UN Says Latin American & Caribbean Economic Growth to Slow to 1.9% in 2009
From 4.6% in 2008.

SANTIAGO -- Economic growth in Latin America and the Caribbean will fall next year to 1.9 percent from its estimated level of 4.6 percent for 2008, the U.N. Economic Commission for Latin America and the Caribbean said Thursday

In its Preliminary Balance 2008, Santiago-based ECLAC - however - emphasized that 2008 has been the sixth consecutive year of growth for the region, a period during which the labor market indicators also improved and poverty fell.

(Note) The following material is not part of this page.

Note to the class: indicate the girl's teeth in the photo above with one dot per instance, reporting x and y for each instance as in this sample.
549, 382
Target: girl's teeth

Almost all the region's countries gave priority to macroeconomic equilibrium and generated budget surpluses, Alicia Barcena, the ECLAC executive secretary, emphasized upon presenting the document.

Barcena said that today the region is better prepared to confront the global economic slowdown, but it is certainly not immune to it.

On that basis, besides a falling regional growth rate, the organization predicts for next year an increase in unemployment from its 7.8 percent level for this year to around 8 percent in 2009.

Looking at individual countries, this year it was Uruguay that led the region's growth with a rate of 11.5 percent, followed by Peru at 9.4 percent; Panama, 9.2 percent; Argentina, with growth of 6.8 percent; and Ecuador, 6.5 percent.

Brazil grew this year at 5.9 percent, one tenth of a percent more than Bolivia, whereas Paraguay grew at 5.0 percent; Venezuela, 4.8 percent; the Dominican Republic, 4.5 percent; Cuba, 4.3 percent; Chile, 3.8 percent; and Honduras, 3.8 percent.

Costa Rica's growth came in at 3.3 percent, while Colombia achieved 3.0 percent growth, as did El Salvador and Nicaragua.

Bringing up the rear on the list were Mexico, with growth of 1.8 percent, and nearly destitute Haiti, whose economy grew 1.5 percent.